The details of most all cases are trivial to the reason for having government in the first place - something no one alive has ever acceded to - and without such granting of our sovereign powers to form government, from time to time, government operates without consent, such as today when it is clearly not acting for us.
FRAUD!
What is the benefit of legal rights when it is financially impossible to enjoy them? This, more than the Trump lynching, is why I think we are inexorably heading to a second shooting civil war.
FDR agreed. A more robust safety net so folks can spend what they earn on other than mere subsistence sounds great!
1. Don't file suits you can't win
2. Don't hire high paid lawyers if you can't afford it
That's quite a lot of legal fees for which the plaintiff client didn't prevail.
If these lawyers are worth millions in fees for this one plaintiff client, are these lawyers negligent at all if they fail to determine their chance of success and advise their client that he'd likely be wasting a lot of money on legal fees by going ahead? Or, alternatively, refusing to take the case because the chance of success is so poor?

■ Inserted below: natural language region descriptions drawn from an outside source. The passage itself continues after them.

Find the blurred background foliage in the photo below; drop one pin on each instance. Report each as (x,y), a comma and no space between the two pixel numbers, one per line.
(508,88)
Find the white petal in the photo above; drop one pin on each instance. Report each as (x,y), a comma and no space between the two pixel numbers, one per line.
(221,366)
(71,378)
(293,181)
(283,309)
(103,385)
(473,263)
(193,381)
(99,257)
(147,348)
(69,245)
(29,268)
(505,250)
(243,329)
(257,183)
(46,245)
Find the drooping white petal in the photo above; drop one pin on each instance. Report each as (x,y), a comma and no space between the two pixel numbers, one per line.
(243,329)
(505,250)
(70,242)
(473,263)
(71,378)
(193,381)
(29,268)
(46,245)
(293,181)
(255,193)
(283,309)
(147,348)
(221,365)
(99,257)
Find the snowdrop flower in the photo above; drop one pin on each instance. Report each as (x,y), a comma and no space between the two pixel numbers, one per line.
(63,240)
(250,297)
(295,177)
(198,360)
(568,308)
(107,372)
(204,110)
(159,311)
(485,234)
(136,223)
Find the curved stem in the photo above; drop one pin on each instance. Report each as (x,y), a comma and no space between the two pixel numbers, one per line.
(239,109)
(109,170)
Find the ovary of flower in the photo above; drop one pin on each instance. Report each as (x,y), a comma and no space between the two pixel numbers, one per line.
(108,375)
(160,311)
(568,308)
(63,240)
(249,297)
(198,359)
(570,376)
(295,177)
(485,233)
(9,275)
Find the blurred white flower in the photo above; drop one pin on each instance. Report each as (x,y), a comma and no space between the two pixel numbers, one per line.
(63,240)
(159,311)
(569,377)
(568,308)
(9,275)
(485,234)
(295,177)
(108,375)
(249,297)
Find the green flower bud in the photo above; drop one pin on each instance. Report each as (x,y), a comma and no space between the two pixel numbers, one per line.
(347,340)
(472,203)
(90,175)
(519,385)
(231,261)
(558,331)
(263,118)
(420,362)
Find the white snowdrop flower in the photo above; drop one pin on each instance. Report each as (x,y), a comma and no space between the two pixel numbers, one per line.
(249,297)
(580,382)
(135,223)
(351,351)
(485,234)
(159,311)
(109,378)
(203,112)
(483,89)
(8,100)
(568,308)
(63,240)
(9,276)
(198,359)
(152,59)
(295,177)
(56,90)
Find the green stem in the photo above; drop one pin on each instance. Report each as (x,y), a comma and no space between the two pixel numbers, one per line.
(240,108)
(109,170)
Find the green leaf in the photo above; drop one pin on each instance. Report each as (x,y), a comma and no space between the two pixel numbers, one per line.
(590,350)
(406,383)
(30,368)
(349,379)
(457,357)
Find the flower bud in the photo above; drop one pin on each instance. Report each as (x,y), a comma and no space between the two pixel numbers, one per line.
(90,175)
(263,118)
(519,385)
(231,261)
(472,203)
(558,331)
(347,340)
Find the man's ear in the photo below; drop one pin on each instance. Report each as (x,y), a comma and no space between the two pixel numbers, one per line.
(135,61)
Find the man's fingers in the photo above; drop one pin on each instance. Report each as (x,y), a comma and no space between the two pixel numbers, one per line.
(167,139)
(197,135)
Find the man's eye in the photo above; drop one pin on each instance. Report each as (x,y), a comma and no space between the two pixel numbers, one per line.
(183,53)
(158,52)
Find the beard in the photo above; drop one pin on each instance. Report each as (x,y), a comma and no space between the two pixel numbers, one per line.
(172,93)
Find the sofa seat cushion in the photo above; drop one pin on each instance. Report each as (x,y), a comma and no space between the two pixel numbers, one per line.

Maybe these lawyers are obligated to take the millions in fees for this lost cause because that's what the client wants, even if it goes against these lawyers best judgment. Cha-ching. I guess at least these lawyers won the foreclosure action.
The lawyers didn't take the case on contingency. They seem to have insisted on being paid their usual rates. That, in itself, is an indication that they didn't think much of the case. I suspect, but do not know, that there was a candid conversation on whether they would take the case on contingency or would, instead, require payment of their usual rates, and why. If the client wanted to go ahead anyway and bear the risk of loss, the lawyers had no obligation to turn down a payday, short of the case being utterly unsupportable.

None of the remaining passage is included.